Les travailleurs de beaucoup d’autres corporations ont dû lutter et luttent encore contre le tâcheron.

Les ouvriers terrassiers ont énergiquement combattu ces sortes de jaunes sur les chantiers.

Les dockers ont eu, également, à combattre ce fléau. On ne peut pas énumérer toutes les grèves dont les tâcherons ont été la cause par les injustices et les façons inqualifiables d’agir dont ils illustraient leur tyrannie. On ne peut dire ici les drames sociaux auxquels donnent lieu les provocations de ces louches et lâches individus, capables de tout pour maintenir leur influence auprès des patrons et leur autorité néfaste sur les exploités, lesquels ont toujours sujet de se plaindre et de se révolter.

Aussi, ne faut-il pas m’étonner si les syndicalistes ont maintes fois exercé ou préconisé contre le tâcheron la méthode salutaire de l’action directe justifiant éloquemment l’emploi utile de la chaussette à clous. C’est le seul raisonnement à tenir vis-à-vis de tels individus. Ils ont, d’ailleurs, fait état de ce risque pour décider les patrons à se confier à eux pour obtenir du travail (vite et mal fait) à un prix défiant toute concurrence, en toute tranquillité.

Mais « à mauvaise paie, mauvais travail ». Tout ce qui n’émane pas de la volonté de bien faire de l’artisan et de l’ouvrier, de sa conscience et de son amour propre de métier s’approche fort du sabotage. Certains patrons l’ont compris, surtout s’ils ont été des ouvriers avant d’être des patrons. S’ils ont compris leur véritable intérêt, ils se passent du tâcheron. Le goût, l’orgueil, sagement raisonné, du travail bien fait, les incite à cela.

Le tâcheron est un gâte-métier, un salopard que nulle entreprise sérieuse, nul patron honnête, scrupuleux, intelligent n’emploiera.

Ainsi envisagé, le mot tâcheron n’est plus un substantif, mais un adjectif qualificatif pour désigner l’inqualifiable individu, l’égoïste, le faux frère qui trahit, pour son intérêt particulier, l’intérêt général de ses compagnons de travail, tout en trompant également ceux qui se servent de lui.

Le tâcheron est un produit stupide d’exploiteur, d’imbécillité patronale ou d’ignorance professionnelle.

Le tâcheron est exactement comparable à l’adjudant de semaine, chien de caserne ou de quartier qui, pour plaire à ses supérieurs par les galons, abuse des siens pour punir à tort et à travers les malheureux soldats sous ses ordres.
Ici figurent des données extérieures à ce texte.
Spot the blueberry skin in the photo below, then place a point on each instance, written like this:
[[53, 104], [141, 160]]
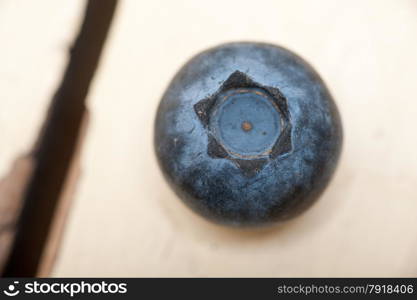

Il en a la mentalité stupide et cruelle. La brutalité dont il fait preuve trop souvent envers les ouvriers qu’il domine, pressure, exploite odieusement, assimile la mentalité du tâcheron à celle du chaouch !

Adjudant, tâcheron, chaouch forment une trinité de qualificatifs appropriés à une même sorte d’individus en des milieux divers. Cette trilogie de brutes prétend également servir. Ils servent surtout à faire détester le système ou le régime dont ils sont les serviteurs ; tels maîtres, tels valets ! Mais les victimes ont le droit d’exécrer leurs bourreaux et le devoir de les supprimer à l’occasion.